# Advise on added multi fuel stove with back boiler



## CKT (22 Jan 2013)

Hi, 

I am in the process of adding a sun room to my house, I am going to put a stove into.

The builder has suggested that I can put one in with a back boiler and connect into my excising oil fired central heating. 

He said I can connect in through the water/supply return from the oil burner in my back garden, and I would also need a one way valve, and a pump.

Would this work? and could I have the stove lit and turn off the rads using thermostatic valves if needed.

Also, what spec of stove would I need? the room is 5.6 X 3.8 m and I have 7 double rads and 7 single, and immersion tank.

Thank you


----------



## Hoagy (22 Jan 2013)

Plumbing in a boiler stove is quite complex.

This is a very detailed thread on Boards.ie about stoves. You should read it, post no. 5 decribes the plumbing requirements.


----------



## 3CC (22 Jan 2013)

We recently installed a stove and had to consider whether to go for a back boiler or not. Most of the advice we received seemed to be based on the idea that the fire is on anyway, so you get free water heating if you have a back boiler. This is not correct.

The fact is that stoves with back boilers yield less heat output to the room as some energy is being used to heat the water in the boiler. Or to look at it another way, if you want the same heat delivered to the room, a boiler stove will require more fuel than a non boiler stove.

Also, if you just use a boiler stove to heat domestic how water in your cylinder, you can sometimes overheat the water which ends up in the heat being dumped via the expansion pipe into the header tank which does nothing for efficiency.

We decided that the extra cost and complexity of the plumbing, the extra cost of the boiler stove, the extra ongoing fuel costs etc did not justify any benefit that might be gained and we opted for a non boiler stove.

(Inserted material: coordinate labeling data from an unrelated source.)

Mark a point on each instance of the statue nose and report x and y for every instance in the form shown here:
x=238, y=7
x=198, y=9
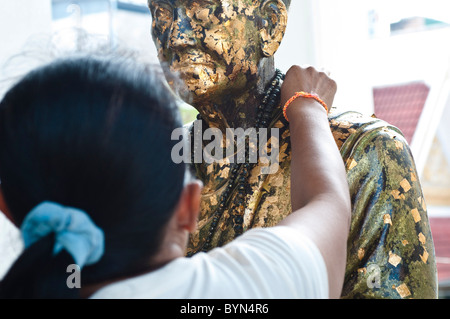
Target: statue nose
x=182, y=34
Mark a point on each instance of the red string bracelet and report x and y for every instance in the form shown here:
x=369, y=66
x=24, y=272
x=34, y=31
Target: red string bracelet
x=303, y=94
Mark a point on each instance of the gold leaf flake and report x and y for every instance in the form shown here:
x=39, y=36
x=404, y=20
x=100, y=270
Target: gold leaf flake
x=361, y=253
x=424, y=257
x=416, y=215
x=422, y=238
x=403, y=291
x=397, y=195
x=387, y=219
x=405, y=185
x=351, y=163
x=394, y=259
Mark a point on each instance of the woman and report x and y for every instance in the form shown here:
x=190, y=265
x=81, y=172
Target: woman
x=87, y=174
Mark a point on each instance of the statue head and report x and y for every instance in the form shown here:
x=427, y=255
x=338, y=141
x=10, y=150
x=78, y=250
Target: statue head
x=218, y=46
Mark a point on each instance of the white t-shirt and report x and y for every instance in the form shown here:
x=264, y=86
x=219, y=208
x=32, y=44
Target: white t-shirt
x=270, y=263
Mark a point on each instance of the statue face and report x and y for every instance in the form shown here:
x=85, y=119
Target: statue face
x=216, y=45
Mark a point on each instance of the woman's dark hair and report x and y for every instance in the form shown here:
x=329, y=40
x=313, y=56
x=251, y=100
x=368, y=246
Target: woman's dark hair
x=94, y=134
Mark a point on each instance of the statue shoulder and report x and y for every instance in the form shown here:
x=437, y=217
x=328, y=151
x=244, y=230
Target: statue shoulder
x=350, y=128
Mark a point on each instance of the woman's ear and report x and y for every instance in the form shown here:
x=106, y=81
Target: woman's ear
x=3, y=208
x=273, y=25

Since we installed the stove, I have kept a careful eye on the running costs and can definitely say the following:

1. The stove is definitely more efficient than an open fire even when it is not in use as it reduces drafts.
2. The stove is definitely less efficient than our central heating system (a bog standard kerosene boiler and rads etc). (Therefore a good decision not to go for a boiler stove.)
3. Because of point 2 above, the stove will never pay for itself.
4. In spite of point 3 above, we love the stove and would recommend it.

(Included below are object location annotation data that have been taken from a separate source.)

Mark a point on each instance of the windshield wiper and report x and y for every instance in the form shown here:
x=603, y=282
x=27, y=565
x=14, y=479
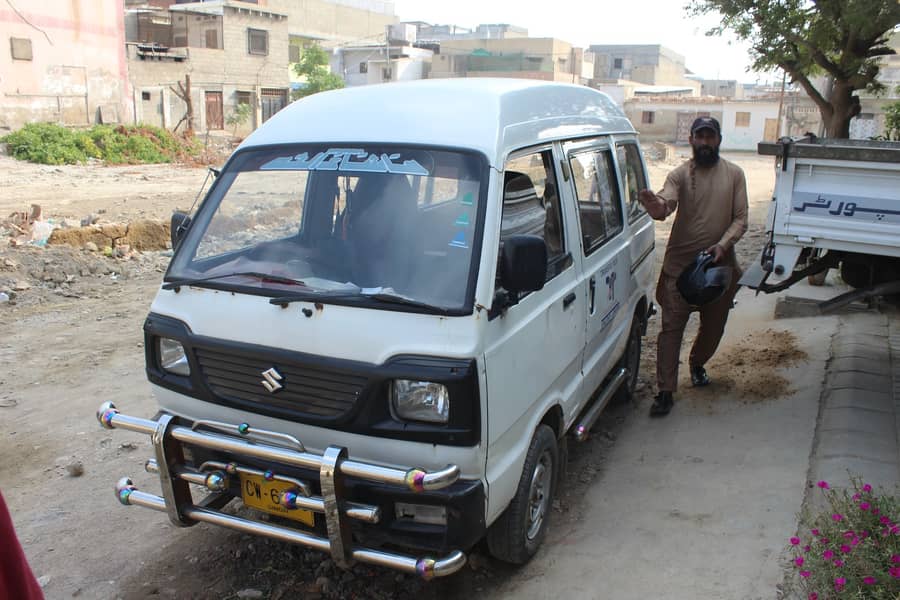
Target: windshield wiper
x=394, y=298
x=262, y=276
x=380, y=295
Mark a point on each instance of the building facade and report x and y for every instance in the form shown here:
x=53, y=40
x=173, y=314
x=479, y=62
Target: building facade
x=234, y=54
x=63, y=61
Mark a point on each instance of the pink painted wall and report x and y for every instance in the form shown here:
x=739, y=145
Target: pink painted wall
x=78, y=69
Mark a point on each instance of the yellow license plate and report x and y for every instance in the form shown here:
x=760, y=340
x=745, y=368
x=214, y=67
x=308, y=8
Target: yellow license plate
x=264, y=495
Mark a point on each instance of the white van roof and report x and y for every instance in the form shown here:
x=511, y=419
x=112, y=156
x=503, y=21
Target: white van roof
x=489, y=115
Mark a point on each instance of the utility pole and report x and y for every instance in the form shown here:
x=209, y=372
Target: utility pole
x=780, y=106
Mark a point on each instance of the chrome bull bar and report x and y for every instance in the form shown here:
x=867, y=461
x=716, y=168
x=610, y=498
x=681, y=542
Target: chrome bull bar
x=333, y=467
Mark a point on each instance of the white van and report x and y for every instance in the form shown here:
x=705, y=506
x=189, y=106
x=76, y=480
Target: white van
x=390, y=309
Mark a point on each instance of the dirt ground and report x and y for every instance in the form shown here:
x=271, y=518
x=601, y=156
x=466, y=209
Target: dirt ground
x=71, y=338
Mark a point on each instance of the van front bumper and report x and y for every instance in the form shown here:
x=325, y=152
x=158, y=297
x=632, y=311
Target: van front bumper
x=351, y=501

Hope this helps you decide.

3CC


----------



## CKT (22 Jan 2013)

Thanks, Hoagy and 3CC.

3CC did you get a price for the plumbing at the time? can you remember how much it was?


----------



## 3CC (22 Jan 2013)

No, we did not get a price for the plumbing. 

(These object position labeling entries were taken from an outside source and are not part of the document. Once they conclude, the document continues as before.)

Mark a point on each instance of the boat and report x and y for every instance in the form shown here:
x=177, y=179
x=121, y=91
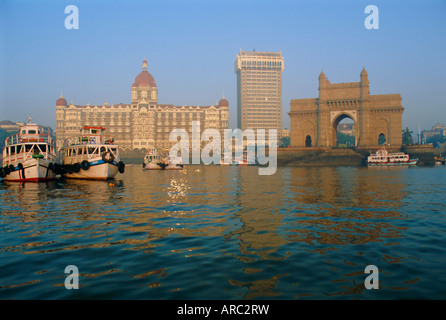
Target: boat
x=29, y=155
x=440, y=160
x=91, y=155
x=153, y=160
x=383, y=158
x=174, y=163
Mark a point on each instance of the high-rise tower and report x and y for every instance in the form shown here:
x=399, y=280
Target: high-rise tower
x=259, y=90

In any case, I think it would be very specific to the house. In our case the pipework was very close to the stove location and it would have been relatively low but a stove in a conservatory could be more expensive.


----------



## alexandra123 (22 Jan 2013)

One of my family members got a back boiler stove in just before christmas. The plumber had a daily rate of 130 euro a day and you paid for any additional materials he needed to supply.


----------